Scritti Misti

Macchia di inchiostro

Ufficio Solleciti e Illeciti. La scritta sulla porta andrebbe ritoccata. Afferro la maniglia e l’abbasso. Un puzzo di fumo mi aggredisce il naso, non posso non tirarla giù, anche se la gola mi va a fuoco. Chiudo la porta e procedo. Ho la scrivania sommersa da pile di buste da timbrare. C’è silenzio, la Pina non è in servizio oggi? Cerco il suo cubicolo, è vuoto. Meglio così, non ho voglia di scarrozzarla fino alla metro, che la bianchina ha il serbatoio quasi vuoto e che cazzo. Raggiungo la scrivania, tiro indietro la sedia e mi siedo. Infilo la mano sotto la pila delle lettere che oscilla. Ma dov’è il timbro? Strizzo gli occhi e mi mordo la lingua. Niente, guardo il cubicolo della Pina ed eccolo lì il mio timbro, vicino alla sua tastiera. Vecchia racchia sfatta, mai una volta che si fa gli affaracci suoi. Mi alzo e vado a recuperare il timbro, non mi resta che darmi da fare.

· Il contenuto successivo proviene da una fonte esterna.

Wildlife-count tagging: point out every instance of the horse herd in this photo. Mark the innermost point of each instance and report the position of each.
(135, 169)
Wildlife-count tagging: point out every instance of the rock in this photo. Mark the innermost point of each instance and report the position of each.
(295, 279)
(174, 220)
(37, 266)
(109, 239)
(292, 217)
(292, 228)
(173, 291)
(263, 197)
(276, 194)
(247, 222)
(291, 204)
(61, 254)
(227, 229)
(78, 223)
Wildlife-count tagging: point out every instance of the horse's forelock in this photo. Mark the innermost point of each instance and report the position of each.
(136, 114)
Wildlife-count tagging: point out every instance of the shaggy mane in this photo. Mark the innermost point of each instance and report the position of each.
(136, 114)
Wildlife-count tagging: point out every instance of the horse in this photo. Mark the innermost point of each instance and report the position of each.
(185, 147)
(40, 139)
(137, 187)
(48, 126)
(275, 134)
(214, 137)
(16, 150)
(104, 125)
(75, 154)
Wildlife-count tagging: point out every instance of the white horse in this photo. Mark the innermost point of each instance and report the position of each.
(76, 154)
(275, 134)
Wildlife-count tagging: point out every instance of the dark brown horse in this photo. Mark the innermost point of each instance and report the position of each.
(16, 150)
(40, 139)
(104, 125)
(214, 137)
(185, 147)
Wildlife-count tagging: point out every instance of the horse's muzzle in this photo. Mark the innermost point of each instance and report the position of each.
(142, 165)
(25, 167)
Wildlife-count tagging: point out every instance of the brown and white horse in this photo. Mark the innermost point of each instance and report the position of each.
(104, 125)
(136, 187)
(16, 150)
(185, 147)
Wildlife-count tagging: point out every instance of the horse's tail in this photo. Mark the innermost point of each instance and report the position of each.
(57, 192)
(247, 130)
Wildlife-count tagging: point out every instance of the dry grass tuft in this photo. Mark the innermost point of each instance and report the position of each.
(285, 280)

13.45, meno di un’ora alla fine del turno, mi scappa da pisciare.

La cruda luce bianca sfarfalla. Ahia!  Il bagliore nello specchio del bagno mi acceca. Passo la mano umida sulla faccia, le dita odorano di talco, buono. Apro un occhio, ora l’altro, dietro di me c’è un uomo alto e largo quanto un armadio a tre ante. «Oh! Chi è?»

Non mi risponde, ma ride e quel sorriso tira la sua bocca in una curva spietata che mi fa venire la pelle d’oca. Strappo un pezzo di carta dal dispenser e l’accartoccio tra le dita. Il tizio continua a fissarmi coi suoi piccoli occhi luccicanti. Chi cazzo è questo? Faccio per liberare il lavandino e andarmene, ma lui mi tira per il braccio. «Oi! Ehi! Mi lasci subito!»

Mi fissa, ha gli occhi gialli e maligni. 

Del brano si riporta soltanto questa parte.